Da tener presente pero' che queste molecole
presentano una tossicita' non specifica, cosi' oltre che i batteri, che possono
o non possono essere presenti, esse sono in grado di distruggere le cellule
danneggiate o sane circonstanti. Ma torniamo ai neutrofili, la prima linea dei
fagociti in tessuti danneggiati: essi compaiono dopo alcune ore dall'inizio
del processo infiammatorio e provocano l'aumento in loco delle due potenti
famiglie di enzimi coinvolti nel riassorbimento dei tessuti danneggiati: MMPe
proteinasi della serina. Quest'ultime includono la catepsina G, la proteinasi
3 e l'attivatore plasminogeno. Le MMPs liberate dai neutrofili attivati
comprendono MMP8 (collagenosi del neutrofilo) e MMP9 (gelatinasi B). Questi due
enzimi possono degradare insieme la maggior parte dei componenti della matrice
extracellulare: elastina, fibrina, fibronectina, laminina, vitronectina,
collagene e proteoglicani. Importante aspetto della etiopatogesi della dermatite
seborroica, e' il rapporto fra infiammazione e immunita'. I leucociti,
specialmente i macrofagi ed i leucociti polimorfonucleari (PMNs), sono una fonte
importante per la produzione di MMP e le osservazioni suggeriscono che le MMPs
possono essere agenti attivi e indicatori non soltanto passivi, di danni del
tessuto, anche iniziali. Per questo, gli inibitori delle MMP possono essere
favorevoli nelle prime fasi, quando l'attivita' di MMP e' principalmente
distruttiva.

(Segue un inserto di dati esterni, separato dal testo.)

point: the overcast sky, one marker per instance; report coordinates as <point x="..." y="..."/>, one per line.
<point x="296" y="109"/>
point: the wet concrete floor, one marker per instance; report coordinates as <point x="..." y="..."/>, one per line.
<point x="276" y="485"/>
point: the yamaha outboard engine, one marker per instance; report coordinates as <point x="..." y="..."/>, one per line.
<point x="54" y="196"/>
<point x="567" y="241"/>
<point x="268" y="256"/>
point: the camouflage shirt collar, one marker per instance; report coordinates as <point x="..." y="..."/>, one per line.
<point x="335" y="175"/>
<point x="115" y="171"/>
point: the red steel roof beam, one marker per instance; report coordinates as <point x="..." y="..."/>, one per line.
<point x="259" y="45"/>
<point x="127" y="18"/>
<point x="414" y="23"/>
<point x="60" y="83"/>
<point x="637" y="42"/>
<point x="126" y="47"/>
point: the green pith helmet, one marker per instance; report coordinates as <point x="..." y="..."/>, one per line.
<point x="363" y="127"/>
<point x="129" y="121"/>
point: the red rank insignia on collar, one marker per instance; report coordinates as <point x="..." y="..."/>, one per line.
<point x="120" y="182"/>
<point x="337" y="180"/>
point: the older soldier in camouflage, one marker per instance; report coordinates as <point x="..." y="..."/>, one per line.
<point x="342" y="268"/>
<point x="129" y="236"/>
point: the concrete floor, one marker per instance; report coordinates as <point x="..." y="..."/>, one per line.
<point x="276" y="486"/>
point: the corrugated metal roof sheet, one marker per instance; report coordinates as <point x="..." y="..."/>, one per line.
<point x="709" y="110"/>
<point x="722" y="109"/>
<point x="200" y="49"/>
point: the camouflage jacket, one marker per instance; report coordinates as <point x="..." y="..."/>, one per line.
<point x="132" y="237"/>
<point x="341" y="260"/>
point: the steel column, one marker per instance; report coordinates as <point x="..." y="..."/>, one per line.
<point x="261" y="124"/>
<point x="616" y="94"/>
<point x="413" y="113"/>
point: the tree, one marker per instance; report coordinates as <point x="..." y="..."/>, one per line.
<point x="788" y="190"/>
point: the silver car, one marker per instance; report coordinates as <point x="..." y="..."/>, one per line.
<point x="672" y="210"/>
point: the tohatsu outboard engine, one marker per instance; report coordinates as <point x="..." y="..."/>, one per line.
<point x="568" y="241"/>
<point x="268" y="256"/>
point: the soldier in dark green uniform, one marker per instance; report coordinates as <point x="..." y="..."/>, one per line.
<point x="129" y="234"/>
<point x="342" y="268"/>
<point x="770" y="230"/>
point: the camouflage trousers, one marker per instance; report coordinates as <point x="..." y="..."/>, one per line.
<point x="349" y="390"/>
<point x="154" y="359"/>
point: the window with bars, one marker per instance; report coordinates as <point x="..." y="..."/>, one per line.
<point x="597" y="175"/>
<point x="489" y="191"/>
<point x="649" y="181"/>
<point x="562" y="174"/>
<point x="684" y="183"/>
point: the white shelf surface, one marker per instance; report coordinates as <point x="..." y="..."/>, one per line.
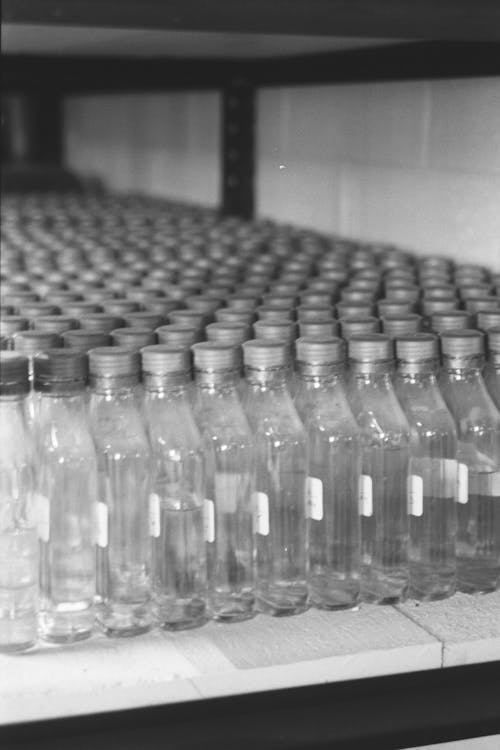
<point x="265" y="653"/>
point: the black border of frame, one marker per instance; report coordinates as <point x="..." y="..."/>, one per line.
<point x="396" y="711"/>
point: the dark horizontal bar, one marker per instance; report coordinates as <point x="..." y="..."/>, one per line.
<point x="419" y="60"/>
<point x="397" y="711"/>
<point x="404" y="19"/>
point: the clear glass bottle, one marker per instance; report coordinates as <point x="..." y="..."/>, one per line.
<point x="281" y="471"/>
<point x="66" y="493"/>
<point x="229" y="467"/>
<point x="433" y="479"/>
<point x="478" y="426"/>
<point x="179" y="577"/>
<point x="492" y="369"/>
<point x="385" y="469"/>
<point x="18" y="534"/>
<point x="121" y="511"/>
<point x="334" y="469"/>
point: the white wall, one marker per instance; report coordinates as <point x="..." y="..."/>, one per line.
<point x="415" y="163"/>
<point x="162" y="144"/>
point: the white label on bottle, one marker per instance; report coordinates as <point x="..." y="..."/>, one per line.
<point x="226" y="491"/>
<point x="463" y="483"/>
<point x="209" y="520"/>
<point x="415" y="495"/>
<point x="154" y="515"/>
<point x="261" y="513"/>
<point x="365" y="495"/>
<point x="42" y="510"/>
<point x="314" y="498"/>
<point x="101" y="524"/>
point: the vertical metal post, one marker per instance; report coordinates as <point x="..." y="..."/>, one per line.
<point x="238" y="149"/>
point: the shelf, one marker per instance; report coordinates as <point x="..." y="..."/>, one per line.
<point x="261" y="656"/>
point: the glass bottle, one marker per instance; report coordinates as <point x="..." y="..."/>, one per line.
<point x="18" y="535"/>
<point x="67" y="491"/>
<point x="492" y="369"/>
<point x="385" y="469"/>
<point x="179" y="578"/>
<point x="228" y="447"/>
<point x="281" y="471"/>
<point x="433" y="479"/>
<point x="334" y="469"/>
<point x="121" y="511"/>
<point x="478" y="426"/>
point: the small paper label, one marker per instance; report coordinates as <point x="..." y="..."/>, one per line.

Resta un quesito: che relazione c'e' fra infiammazione e danno
cutaneo? Mentre la parte basale della nuova membrana e' sintetizzata,
l'espressione Mmp-1 e' soppressa e le interazioni epiteliali con la parte basale
della nuova membrana sono stabilizzate. Cio' si realizza attraverso gli
emodesmosomi che formano all'interno dei cheratinociti, degli ancoraggi col
derma sottostante: e' chiaro, quindi, che la ferita viene e' riparata tramite un
aumento temporaneo e controllato dell'attivita' di MMP, e si ha il blocco
attraverso segnali di arresto una volta che MMP hanno completato le loro
mansioni. Le lesioni cutanee croniche dimostrano livelli aumentati di MMPs, che
possono essere parzialmente dovuti alla mancanza di segnali d'arresto adatti,
forniti normalmente dalla presenza della matrice di riparazione. Un livello
elevato di MMPe' cosi' un indicatore primario che la ferita non sta guarendo e
l'attivita' eccedente della proteinasi puo' causare ulteriore danno al tessuto.

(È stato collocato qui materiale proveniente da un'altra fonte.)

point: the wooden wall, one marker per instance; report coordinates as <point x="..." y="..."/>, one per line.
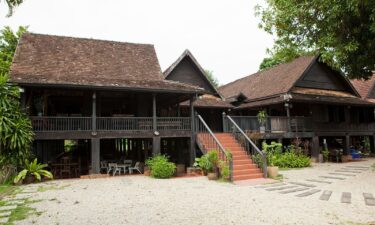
<point x="187" y="72"/>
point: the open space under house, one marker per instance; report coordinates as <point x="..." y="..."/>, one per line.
<point x="93" y="102"/>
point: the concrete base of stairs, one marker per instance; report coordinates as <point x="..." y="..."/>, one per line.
<point x="254" y="182"/>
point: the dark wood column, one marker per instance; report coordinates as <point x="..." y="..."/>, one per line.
<point x="93" y="112"/>
<point x="315" y="148"/>
<point x="95" y="142"/>
<point x="347" y="145"/>
<point x="95" y="155"/>
<point x="155" y="138"/>
<point x="193" y="134"/>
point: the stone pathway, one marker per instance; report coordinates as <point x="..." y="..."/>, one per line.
<point x="302" y="189"/>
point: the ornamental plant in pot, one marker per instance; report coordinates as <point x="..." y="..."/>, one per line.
<point x="212" y="173"/>
<point x="262" y="117"/>
<point x="272" y="151"/>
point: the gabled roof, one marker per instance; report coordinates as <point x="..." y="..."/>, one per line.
<point x="275" y="81"/>
<point x="364" y="87"/>
<point x="189" y="55"/>
<point x="66" y="61"/>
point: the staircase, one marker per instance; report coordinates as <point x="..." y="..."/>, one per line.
<point x="243" y="166"/>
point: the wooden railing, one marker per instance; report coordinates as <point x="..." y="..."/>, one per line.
<point x="124" y="123"/>
<point x="47" y="123"/>
<point x="173" y="123"/>
<point x="273" y="124"/>
<point x="50" y="124"/>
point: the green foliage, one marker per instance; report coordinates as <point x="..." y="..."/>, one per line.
<point x="342" y="32"/>
<point x="15" y="127"/>
<point x="325" y="153"/>
<point x="8" y="44"/>
<point x="292" y="158"/>
<point x="262" y="117"/>
<point x="224" y="170"/>
<point x="161" y="167"/>
<point x="11" y="5"/>
<point x="210" y="75"/>
<point x="33" y="169"/>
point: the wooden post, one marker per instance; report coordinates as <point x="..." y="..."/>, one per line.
<point x="155" y="138"/>
<point x="315" y="148"/>
<point x="93" y="112"/>
<point x="193" y="134"/>
<point x="154" y="125"/>
<point x="155" y="145"/>
<point x="95" y="156"/>
<point x="347" y="145"/>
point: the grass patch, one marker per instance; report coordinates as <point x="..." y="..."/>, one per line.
<point x="49" y="188"/>
<point x="23" y="211"/>
<point x="6" y="189"/>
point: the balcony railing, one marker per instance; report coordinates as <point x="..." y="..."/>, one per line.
<point x="273" y="124"/>
<point x="51" y="124"/>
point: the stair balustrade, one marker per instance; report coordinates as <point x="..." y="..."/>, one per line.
<point x="229" y="125"/>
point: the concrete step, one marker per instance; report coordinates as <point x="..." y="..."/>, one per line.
<point x="247" y="176"/>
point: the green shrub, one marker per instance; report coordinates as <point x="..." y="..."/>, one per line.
<point x="33" y="169"/>
<point x="161" y="167"/>
<point x="292" y="160"/>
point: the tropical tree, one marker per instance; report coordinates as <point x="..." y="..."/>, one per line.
<point x="210" y="75"/>
<point x="15" y="127"/>
<point x="11" y="5"/>
<point x="342" y="32"/>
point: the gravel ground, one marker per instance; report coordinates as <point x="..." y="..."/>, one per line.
<point x="143" y="200"/>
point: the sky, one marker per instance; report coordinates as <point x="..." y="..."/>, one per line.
<point x="222" y="35"/>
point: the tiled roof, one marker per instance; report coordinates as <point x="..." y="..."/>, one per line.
<point x="56" y="60"/>
<point x="364" y="87"/>
<point x="274" y="81"/>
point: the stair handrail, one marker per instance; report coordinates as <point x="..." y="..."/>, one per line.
<point x="263" y="154"/>
<point x="221" y="148"/>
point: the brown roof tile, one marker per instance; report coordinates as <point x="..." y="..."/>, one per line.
<point x="274" y="81"/>
<point x="364" y="87"/>
<point x="48" y="59"/>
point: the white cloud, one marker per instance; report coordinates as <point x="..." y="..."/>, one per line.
<point x="223" y="35"/>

Cio' spiega la patogenesi della cronicizzazione dell'infiammazione cutanea. I
risultati di molti studi hanno infatti identificato difetti nel processo
riparativo che possono essere spiegati dagli squilibri relativi alle proteasi,
citochine e ai fattori chiave di crescita. Contrariamente alla normale
riparazione che osserviamo nella pelle normale, per esempio, nella dermatite
atopica essa sembra prolungata, probabilmente intensificata dalle proteasi, in
particolare MMPs e dall'elastasi del neutrofilo. I granulociti inoltre secernono
citochine, specialmente il fattore di necrosi tumorale (TNF a) e interleuchine
proinfiammatorie capaci di stimolare direttamente la sintesi di MMPs. E queste
favoriscono una condizione infiammatoria persistente. Quindi in dermatiti
croniche, come quella seborroica, si puo' immaginare che il livello elevato
delle proteasi nel luogo della ferita conduce a un processo riparativo della
ferita interrotto e non coordinato, che secondo Mast e Schultz, a sua volta,
determina una infiammazione prolungata, che conseguentemente rinforza i gia'
detti livelli elevati di proteasi che, inevitabilmente, degradano le molecole
che sono essenziali per la riparazione. Istaurando un circolo vizioso da cui e'
difficile uscire. Per concludere, tutto cio' che abbiamo voluto segnalare non
scagiona affatto il Pityrosporum ovale, che resta sempre l'agente scatenante
piu' incriminato, ma per lo meno, nel manifestarsi della dermatite seborroica,
ne ridimensiona il ruolo di protagonista assoluto.